I have written about this program's limitations before here and here, but the problem I have encountered in the case above begs for another technologically easy solution. To state the problem in general terms, busy physicians will never check the PMP often enough to catch everyone's transgressions. It takes too much time. How often must we do this? Monthly? Weekly? Daily?

Two solutions occur to me. First, instead of requiring me to check patients one by one, entering name and birth date each time, the program should allow me to build a list of patients of interest. Every time I access the PMP it would generate a list of all such patients and any prescriptions filled since I last accessed the records. Better yet I could opt for email or text notification for each new prescription, or my electronic health record might alert me. The program could also allow me to opt out of notifications for prescriptions I deem appropriate.

Come to think of it I need to check the PMP for a new patient I examined yesterday. While I'm at it I will check the patient above:

New patient: Negative! I did not use the exclamation point just because the report showed no controlled substance prescriptions, but because this is the first time ever that the PMP actually confirmed finding that patient even though no prescriptions showed up. Maybe they fixed one of those problems I wrote about before! (Or maybe in all prior cases I entered the wrong name or birth date, but let me think positively.)

Complicated patient: No inappropriate prescriptions.

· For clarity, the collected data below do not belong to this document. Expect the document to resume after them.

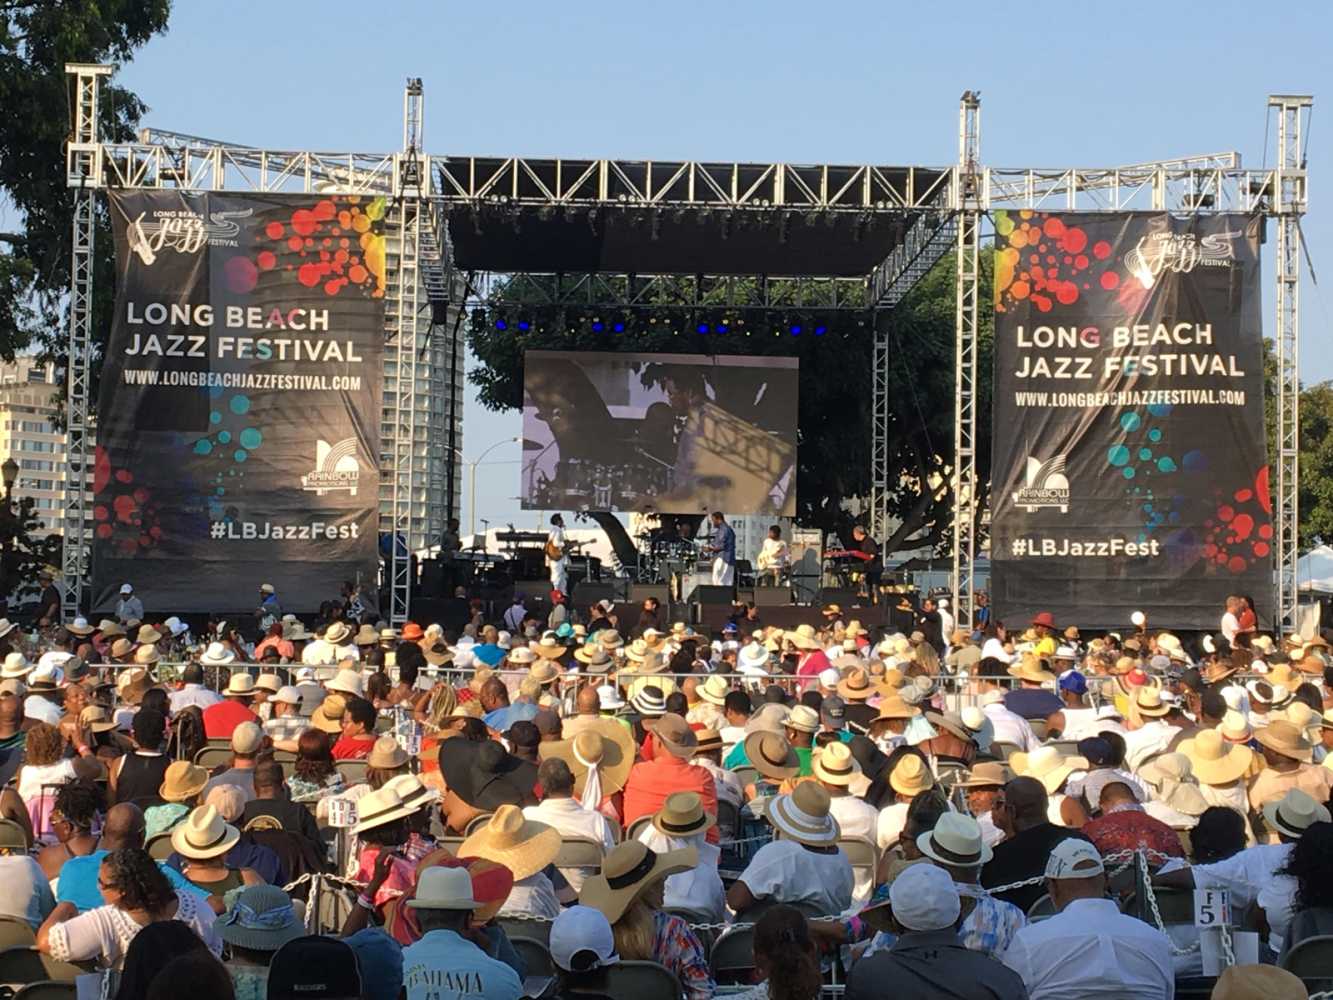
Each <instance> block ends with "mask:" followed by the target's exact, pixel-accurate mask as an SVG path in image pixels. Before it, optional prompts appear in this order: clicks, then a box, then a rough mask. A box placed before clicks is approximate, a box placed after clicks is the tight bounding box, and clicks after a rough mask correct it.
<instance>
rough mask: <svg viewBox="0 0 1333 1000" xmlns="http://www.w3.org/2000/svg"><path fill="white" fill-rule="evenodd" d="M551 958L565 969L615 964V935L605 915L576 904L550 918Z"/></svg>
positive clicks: (593, 968)
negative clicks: (558, 913) (555, 917)
mask: <svg viewBox="0 0 1333 1000" xmlns="http://www.w3.org/2000/svg"><path fill="white" fill-rule="evenodd" d="M548 949H549V952H551V960H552V961H553V963H555V964H556V968H560V969H564V971H565V972H592V971H593V969H601V968H607V967H609V965H617V964H619V963H620V956H619V955H617V953H616V936H615V935H613V933H612V929H611V921H609V920H607V915H605V913H603V912H601V911H600V909H595V908H593V907H584V905H575V907H569V908H567V909H563V911H560V916H557V917H556V919H555V920H553V921H551V940H549V941H548Z"/></svg>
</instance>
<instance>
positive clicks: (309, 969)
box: [268, 935, 361, 1000]
mask: <svg viewBox="0 0 1333 1000" xmlns="http://www.w3.org/2000/svg"><path fill="white" fill-rule="evenodd" d="M349 996H361V972H360V967H359V965H357V960H356V952H355V951H352V947H351V945H349V944H347V941H341V940H339V939H336V937H325V936H323V935H319V936H312V937H295V939H292V940H291V941H288V943H287V944H284V945H283V947H281V948H279V949H277V951H276V952H273V960H272V963H269V967H268V1000H325V999H327V1000H343V999H344V997H349Z"/></svg>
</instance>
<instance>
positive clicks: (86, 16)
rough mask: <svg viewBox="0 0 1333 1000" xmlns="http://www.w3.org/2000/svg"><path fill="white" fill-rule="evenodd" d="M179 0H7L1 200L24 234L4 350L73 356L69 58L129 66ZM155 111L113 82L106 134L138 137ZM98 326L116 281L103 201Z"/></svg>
mask: <svg viewBox="0 0 1333 1000" xmlns="http://www.w3.org/2000/svg"><path fill="white" fill-rule="evenodd" d="M169 12H171V0H31V1H25V0H8V3H3V1H0V196H3V197H4V199H5V200H7V201H9V203H11V204H12V207H13V209H15V212H16V215H17V219H19V220H20V224H21V231H19V232H13V233H0V356H3V357H5V359H12V357H13V355H15V353H16V352H19V351H23V349H25V348H31V347H37V348H40V349H43V351H44V352H45V353H47V355H48V356H52V357H57V359H63V357H64V355H65V349H64V337H65V329H67V327H65V309H67V301H68V289H69V252H71V239H72V237H71V228H72V223H73V200H72V197H71V192H69V189H68V188H67V187H65V143H67V141H68V139H69V132H71V129H72V127H73V97H75V95H73V88H72V87H71V85H69V84H68V83H67V77H65V63H124V61H128V60H129V57H131V56H132V55H133V52H135V49H137V48H139V47H140V45H143V44H144V43H145V41H148V40H149V39H151V37H152V36H153V35H156V33H159V32H161V31H164V29H165V28H167V17H168V15H169ZM144 111H145V107H144V104H143V101H140V100H139V97H136V96H135V95H133V93H131V92H129V91H127V89H124V88H121V87H116V85H113V84H109V83H105V81H104V85H103V91H101V104H100V115H101V131H103V136H104V137H107V139H109V140H113V141H125V140H131V139H133V132H135V125H136V124H137V123H139V120H140V117H141V116H143V113H144ZM96 240H97V247H99V253H97V255H96V265H95V272H93V280H95V283H96V289H97V293H96V299H95V303H93V307H95V319H93V329H95V333H96V336H97V339H99V341H103V340H104V339H105V333H107V331H108V329H109V325H111V324H109V320H111V309H112V292H113V287H115V271H113V255H112V253H111V252H109V248H111V245H112V244H111V228H109V223H108V219H107V212H105V205H99V215H97V233H96Z"/></svg>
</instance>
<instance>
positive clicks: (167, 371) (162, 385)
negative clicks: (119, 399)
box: [121, 368, 361, 392]
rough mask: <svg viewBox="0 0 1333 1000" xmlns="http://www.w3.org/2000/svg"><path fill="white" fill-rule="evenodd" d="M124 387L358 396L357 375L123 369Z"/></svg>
mask: <svg viewBox="0 0 1333 1000" xmlns="http://www.w3.org/2000/svg"><path fill="white" fill-rule="evenodd" d="M121 376H123V381H124V383H125V384H127V385H152V387H159V388H172V387H187V388H205V389H213V388H219V389H251V391H256V389H281V391H285V392H293V391H295V392H301V391H307V392H335V391H344V392H360V389H361V376H360V375H280V373H267V372H168V371H161V369H159V368H127V369H124V372H121Z"/></svg>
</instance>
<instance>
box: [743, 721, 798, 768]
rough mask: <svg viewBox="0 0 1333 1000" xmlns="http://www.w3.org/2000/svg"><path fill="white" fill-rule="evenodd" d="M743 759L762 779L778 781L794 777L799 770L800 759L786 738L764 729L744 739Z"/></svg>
mask: <svg viewBox="0 0 1333 1000" xmlns="http://www.w3.org/2000/svg"><path fill="white" fill-rule="evenodd" d="M745 757H746V759H748V760H749V763H750V767H752V768H754V769H756V771H757V772H758V773H761V775H762V776H764V777H770V779H774V780H778V781H781V780H784V779H788V777H794V776H796V775H797V773H798V772H800V769H801V759H800V756H798V755H797V753H796V748H794V747H792V744H790V743H788V741H786V737H785V736H781V735H780V733H774V732H768V731H765V729H758V731H756V732H752V733H750V735H749V736H746V737H745Z"/></svg>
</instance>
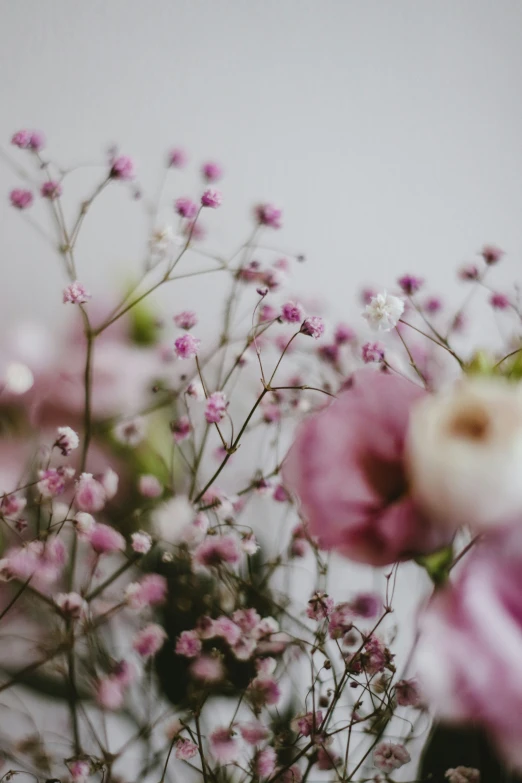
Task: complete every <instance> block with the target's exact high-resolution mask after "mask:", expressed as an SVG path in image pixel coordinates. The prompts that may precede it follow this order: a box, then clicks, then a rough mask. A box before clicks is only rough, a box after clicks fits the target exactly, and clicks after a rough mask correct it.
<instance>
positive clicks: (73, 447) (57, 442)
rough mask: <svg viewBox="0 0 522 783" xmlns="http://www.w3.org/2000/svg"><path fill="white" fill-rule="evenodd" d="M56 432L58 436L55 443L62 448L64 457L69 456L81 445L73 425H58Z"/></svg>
mask: <svg viewBox="0 0 522 783" xmlns="http://www.w3.org/2000/svg"><path fill="white" fill-rule="evenodd" d="M56 434H57V436H58V437H57V438H56V440H55V442H54V445H55V446H56V448H58V449H60V451H61V452H62V454H63V456H64V457H68V456H69V454H70V453H71V452H72V451H74V450H75V449H77V448H78V446H79V445H80V439H79V437H78V434H77V433H76V432H75V431H74V430H73V429H71V427H58V429H57V431H56Z"/></svg>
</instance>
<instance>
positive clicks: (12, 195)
mask: <svg viewBox="0 0 522 783" xmlns="http://www.w3.org/2000/svg"><path fill="white" fill-rule="evenodd" d="M9 198H10V200H11V204H12V205H13V207H16V209H27V208H28V207H30V206H31V204H32V203H33V201H34V197H33V194H32V193H31V191H30V190H25V189H24V188H15V189H14V190H12V191H11V192H10V194H9Z"/></svg>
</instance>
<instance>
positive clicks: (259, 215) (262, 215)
mask: <svg viewBox="0 0 522 783" xmlns="http://www.w3.org/2000/svg"><path fill="white" fill-rule="evenodd" d="M254 214H255V217H256V220H257V222H258V223H259V225H260V226H269V227H270V228H281V218H282V214H283V213H282V210H280V209H278V208H277V207H274V205H273V204H268V203H265V204H258V205H257V207H256V208H255V210H254Z"/></svg>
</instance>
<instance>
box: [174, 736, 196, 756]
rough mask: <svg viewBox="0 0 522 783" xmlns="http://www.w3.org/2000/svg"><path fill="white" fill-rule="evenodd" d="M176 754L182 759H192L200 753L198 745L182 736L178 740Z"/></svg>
mask: <svg viewBox="0 0 522 783" xmlns="http://www.w3.org/2000/svg"><path fill="white" fill-rule="evenodd" d="M174 755H175V756H176V758H177V759H179V760H180V761H190V759H193V758H194V756H197V755H198V746H197V745H195V744H194V743H193V742H192V741H191V740H188V739H185V738H184V737H181V738H180V739H179V740H178V741H177V742H176V751H175V753H174Z"/></svg>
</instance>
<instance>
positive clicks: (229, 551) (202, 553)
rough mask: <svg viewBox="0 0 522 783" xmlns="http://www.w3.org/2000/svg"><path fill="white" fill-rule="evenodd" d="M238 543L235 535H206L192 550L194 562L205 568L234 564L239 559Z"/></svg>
mask: <svg viewBox="0 0 522 783" xmlns="http://www.w3.org/2000/svg"><path fill="white" fill-rule="evenodd" d="M240 555H241V552H240V549H239V544H238V541H237V539H236V538H235V536H231V535H224V536H208V537H207V538H206V539H205V540H204V541H202V542H201V544H200V545H199V546H198V547H197V549H196V550H195V552H194V562H195V563H197V564H198V565H200V566H204V567H205V568H218V567H219V566H222V565H225V564H227V565H235V564H236V563H238V562H239V559H240Z"/></svg>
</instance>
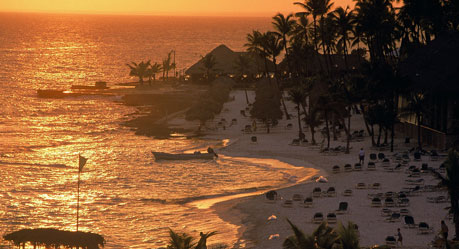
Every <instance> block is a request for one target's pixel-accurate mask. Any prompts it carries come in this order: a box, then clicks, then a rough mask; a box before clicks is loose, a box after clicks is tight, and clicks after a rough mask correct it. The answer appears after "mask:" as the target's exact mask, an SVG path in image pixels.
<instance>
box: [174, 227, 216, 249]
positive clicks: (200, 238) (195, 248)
mask: <svg viewBox="0 0 459 249" xmlns="http://www.w3.org/2000/svg"><path fill="white" fill-rule="evenodd" d="M215 234H216V232H209V233H201V234H200V236H201V238H200V239H199V241H198V242H194V240H195V239H194V238H193V237H192V236H190V235H188V234H186V233H181V234H179V233H176V232H174V231H172V230H171V229H169V236H170V240H169V245H168V246H167V249H207V245H206V243H207V239H208V238H209V237H211V236H214V235H215Z"/></svg>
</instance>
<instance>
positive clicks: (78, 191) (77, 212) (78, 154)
mask: <svg viewBox="0 0 459 249" xmlns="http://www.w3.org/2000/svg"><path fill="white" fill-rule="evenodd" d="M79 158H80V155H79V154H78V159H79ZM79 161H80V160H78V162H79ZM80 172H81V170H80V165H79V163H78V194H77V232H78V220H79V218H80V216H79V215H80Z"/></svg>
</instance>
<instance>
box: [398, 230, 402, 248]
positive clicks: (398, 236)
mask: <svg viewBox="0 0 459 249" xmlns="http://www.w3.org/2000/svg"><path fill="white" fill-rule="evenodd" d="M398 242H400V245H401V246H403V237H402V233H401V232H400V228H397V244H398Z"/></svg>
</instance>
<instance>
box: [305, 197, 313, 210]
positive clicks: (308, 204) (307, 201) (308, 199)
mask: <svg viewBox="0 0 459 249" xmlns="http://www.w3.org/2000/svg"><path fill="white" fill-rule="evenodd" d="M312 203H313V199H312V198H311V197H307V198H306V199H304V202H303V207H305V208H310V207H312Z"/></svg>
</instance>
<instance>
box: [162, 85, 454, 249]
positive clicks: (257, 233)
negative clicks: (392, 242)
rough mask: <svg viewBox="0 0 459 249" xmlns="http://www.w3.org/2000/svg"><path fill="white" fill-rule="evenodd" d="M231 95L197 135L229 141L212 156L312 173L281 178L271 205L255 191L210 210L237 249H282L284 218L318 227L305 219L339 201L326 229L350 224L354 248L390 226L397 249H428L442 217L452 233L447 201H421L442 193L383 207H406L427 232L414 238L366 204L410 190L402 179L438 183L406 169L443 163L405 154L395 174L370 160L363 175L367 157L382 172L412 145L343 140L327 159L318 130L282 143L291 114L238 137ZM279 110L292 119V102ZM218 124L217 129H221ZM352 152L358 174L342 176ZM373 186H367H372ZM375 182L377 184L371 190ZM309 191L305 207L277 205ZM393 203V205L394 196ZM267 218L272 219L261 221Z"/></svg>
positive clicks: (285, 226) (286, 227)
mask: <svg viewBox="0 0 459 249" xmlns="http://www.w3.org/2000/svg"><path fill="white" fill-rule="evenodd" d="M231 96H234V100H233V101H230V102H227V103H225V106H224V109H223V111H222V113H221V114H220V115H218V116H217V117H215V118H214V121H212V122H209V123H208V124H207V126H208V127H210V128H209V129H208V130H207V131H205V133H206V134H207V135H206V137H207V138H212V139H221V140H223V139H229V141H230V142H229V144H228V145H227V146H226V147H223V148H222V149H219V150H218V151H217V152H218V153H219V154H222V155H225V156H231V157H248V158H264V159H276V160H279V161H280V162H283V163H287V164H289V165H292V166H296V167H307V168H313V169H315V170H313V171H311V172H312V173H311V175H309V176H308V180H306V179H300V178H298V177H295V176H286V177H289V178H291V180H292V186H289V187H287V188H283V189H277V190H276V191H277V193H278V194H279V196H278V200H277V201H275V202H268V201H267V199H266V197H265V195H264V194H263V193H256V194H255V195H252V196H245V197H241V198H237V199H231V200H227V201H222V202H218V203H216V204H215V205H213V206H212V208H214V209H215V211H216V212H217V213H218V214H219V216H220V217H221V218H222V219H223V220H225V221H227V222H229V223H232V224H236V225H238V226H240V229H239V238H240V242H239V246H240V248H282V243H283V241H284V240H285V238H287V237H288V236H290V235H292V234H293V232H292V231H291V229H290V226H289V224H288V223H287V219H290V220H291V221H292V222H293V223H294V224H295V225H297V226H298V227H299V228H300V229H302V230H303V231H304V232H305V233H307V234H308V233H311V232H312V231H313V230H314V229H315V228H316V227H317V226H318V224H314V223H313V222H312V218H313V215H314V213H316V212H322V213H323V214H324V216H326V215H327V214H328V213H330V212H335V211H336V210H337V209H338V205H339V203H340V202H347V203H348V204H349V208H348V211H347V212H346V213H344V214H338V215H337V220H338V222H337V223H335V224H330V226H332V227H336V226H337V224H338V223H340V222H342V223H344V224H345V225H346V224H347V222H348V221H352V222H353V223H355V224H357V225H358V227H359V233H360V245H361V246H364V247H369V246H372V245H376V244H379V245H383V244H385V238H386V237H387V236H395V235H396V234H397V228H400V229H401V233H402V235H403V246H399V247H401V248H428V244H429V242H431V241H432V240H433V239H434V237H435V235H436V234H437V233H438V231H439V229H440V221H441V220H443V219H445V221H446V224H447V225H448V227H449V229H450V231H451V232H450V234H452V231H453V230H454V226H453V223H452V222H451V220H449V219H447V210H445V208H446V207H447V206H449V203H448V201H446V202H442V203H431V202H428V198H431V197H438V196H447V192H446V191H434V192H426V191H416V193H412V194H410V195H409V196H407V198H408V199H409V204H408V205H407V206H406V207H401V206H398V205H395V206H394V207H388V208H389V209H391V210H392V211H394V212H400V210H401V209H407V210H402V211H404V212H408V214H409V215H411V216H412V217H413V218H414V222H415V224H418V223H420V222H426V223H428V224H429V226H430V227H431V228H432V231H431V232H430V233H426V234H420V232H419V229H418V228H417V226H416V227H415V228H407V227H406V226H405V225H404V218H403V215H404V214H402V215H401V218H400V220H395V221H394V220H392V221H388V218H389V217H387V216H383V215H382V214H381V213H382V212H381V211H382V209H383V208H384V207H385V203H384V200H385V198H384V197H383V198H381V199H382V207H372V205H371V195H375V194H378V193H381V194H384V193H386V192H389V191H392V192H400V191H402V190H403V189H405V188H414V187H415V186H416V185H413V184H408V183H411V182H407V181H406V180H407V179H408V180H409V181H412V180H415V181H416V180H418V179H423V180H424V181H423V184H422V185H420V188H421V189H423V188H424V186H430V185H436V184H437V183H438V182H439V181H438V180H436V179H435V178H434V176H433V175H431V174H430V173H422V174H421V175H420V177H419V178H414V177H409V175H410V174H409V173H408V172H406V171H407V169H408V167H409V166H416V167H418V168H421V165H422V163H427V164H428V166H429V167H432V168H438V167H439V165H440V164H441V162H443V160H444V158H440V160H438V161H431V160H430V158H429V157H427V156H423V157H422V160H421V161H414V160H413V155H412V153H411V155H410V159H411V161H410V162H408V164H406V165H404V166H402V168H401V169H400V170H396V171H390V170H387V169H386V168H384V167H383V166H382V162H381V161H382V160H379V161H378V160H377V161H375V165H376V170H371V171H370V170H367V162H368V161H369V154H370V153H384V154H385V155H386V158H389V159H390V166H389V167H387V168H388V169H390V168H394V167H395V166H396V165H397V163H396V162H394V160H393V159H394V158H393V157H392V155H393V154H394V153H396V152H399V153H400V152H402V151H407V150H408V149H410V148H411V147H414V146H415V144H414V143H415V142H416V141H412V144H408V145H406V144H404V139H403V136H402V135H401V134H396V140H395V145H396V147H395V151H394V152H390V151H389V150H385V151H379V150H376V149H375V148H372V146H371V138H370V137H369V136H365V137H364V138H363V139H362V140H360V141H352V142H351V147H352V149H351V151H350V154H345V153H343V152H340V153H335V154H331V153H320V147H319V146H320V143H321V141H322V139H323V137H322V135H321V134H320V132H317V133H316V141H317V142H318V143H319V145H317V146H312V145H310V144H307V145H301V146H293V145H290V143H291V141H292V140H293V139H294V138H297V137H298V127H297V126H298V121H297V118H296V116H294V117H292V119H291V120H286V119H285V117H284V118H283V119H282V120H280V122H279V124H278V125H277V127H275V128H273V129H272V131H271V133H270V134H266V130H265V129H263V128H262V127H261V124H258V129H257V131H256V132H255V133H244V132H242V130H243V129H244V127H245V126H246V125H249V124H251V123H252V120H251V119H250V117H244V116H243V115H241V113H240V111H241V110H245V108H246V107H247V104H246V101H245V95H244V92H243V91H233V92H232V93H231ZM249 98H250V101H254V93H253V92H250V96H249ZM287 105H288V107H289V112H290V114H293V115H296V110H295V109H294V105H293V103H290V102H287ZM246 113H248V111H246ZM222 119H224V120H222ZM233 119H237V123H236V122H231V121H232V120H233ZM225 120H226V122H225ZM218 122H222V124H220V125H219V124H218ZM168 124H169V125H170V126H172V127H188V128H190V127H193V126H194V127H198V124H197V123H193V122H186V121H184V119H183V117H182V116H180V115H179V116H176V117H175V118H174V119H171V120H169V122H168ZM223 125H224V126H225V127H224V128H223ZM363 129H365V128H364V122H363V117H362V116H361V115H353V116H352V120H351V131H355V130H357V131H358V130H363ZM317 130H319V129H317ZM303 132H304V133H305V134H306V138H307V139H310V133H309V129H304V131H303ZM252 136H256V137H257V142H256V143H254V142H252V140H251V137H252ZM338 145H342V146H345V135H344V132H341V136H340V137H339V138H338V140H337V141H333V138H332V141H331V147H336V146H338ZM360 148H364V150H365V153H366V157H365V163H364V165H363V166H362V170H361V171H355V170H353V171H351V172H344V169H343V167H344V165H345V164H351V165H352V166H354V164H355V163H357V162H358V152H359V150H360ZM427 149H429V148H427ZM335 165H338V166H340V172H339V173H333V171H332V168H333V166H335ZM317 176H324V177H326V178H327V179H328V182H327V183H319V182H315V181H314V180H313V179H314V178H315V177H317ZM311 178H312V179H311ZM358 183H363V184H364V185H365V187H364V188H362V189H357V188H356V185H357V184H358ZM375 183H376V186H375V188H372V185H374V184H375ZM378 184H379V187H377V186H378ZM315 187H320V188H321V190H322V192H323V193H322V195H321V197H318V198H313V205H312V207H308V208H305V207H304V206H303V202H302V201H294V202H293V205H292V206H291V207H283V205H282V204H283V202H284V201H285V200H287V199H292V197H293V195H294V194H299V195H301V197H302V198H303V199H304V198H306V197H310V196H312V190H313V188H315ZM329 187H334V188H335V189H336V195H335V196H332V197H324V195H326V190H327V189H328V188H329ZM346 189H349V190H352V196H344V195H343V192H344V190H346ZM263 192H266V191H263ZM394 199H395V201H396V202H397V198H394ZM272 215H274V216H275V217H276V219H272V220H268V218H269V217H270V216H272ZM325 220H326V219H325ZM270 237H271V238H270ZM396 238H397V237H396Z"/></svg>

Total time: about 8 minutes, almost enough time to do one of those 15 minute med checks. ;) Imagine how much time it would take to check every patient in a busy practice.

Thursday, October 4, 2012

Physician Heal Thyself

Ask ten health care professionals to describe the statutory threshold for reporting professional impairment or misconduct in their state, and you will get ten different answers. In some states you must report across professional lines, that is, a psychologist, for example, must report an impaired physician.

Until a few weeks ago I assumed I must only report a professional I suspected might pose a danger to patients, but when I called the state physician health program on an unrelated matter I inquired, and the medical director disabused me of that notion. I made a quick call to my professional liability carrier for advice about a physician I had examined a few years ago who did not return and I did not report. The risk management consultant advised me not to report.

A few days ago someone left a message on my voice mail identifying themselves as Dr. ________. Not wanting to put myself or the "doctor" in a bind it occurred to me that I should warn that I might have a duty to report to the health program or the licensing board if I heard evidence of impairment. After all I try to warn all patients of other limitations of confidentiality. The doctor indicated willingness to take chance it, but I had to refer elsewhere when the doctor admitted to having Medicare. You might ask whether I should still report, but all I have at this point is a phone number, and for all I know he could be a "doctor" of divinity rather than a physician. I will not play detective.

What were the legislators thinking when they passed such laws? Did it never occur to them that the law of unintended consequences might intervene? How many physicians, knowing the duty of a treater to report them, eschew getting help and with what consequences?

Workarounds occur to me. One might seek help from a professional licensed in another state, paying cash to avoid a data trail. One might purchase medication out of state as well. Telephones and the Internet could facilitate both.

A physician who fears the consequences might indeed try to "heal thyself" rather than seeking help. Is that what we want?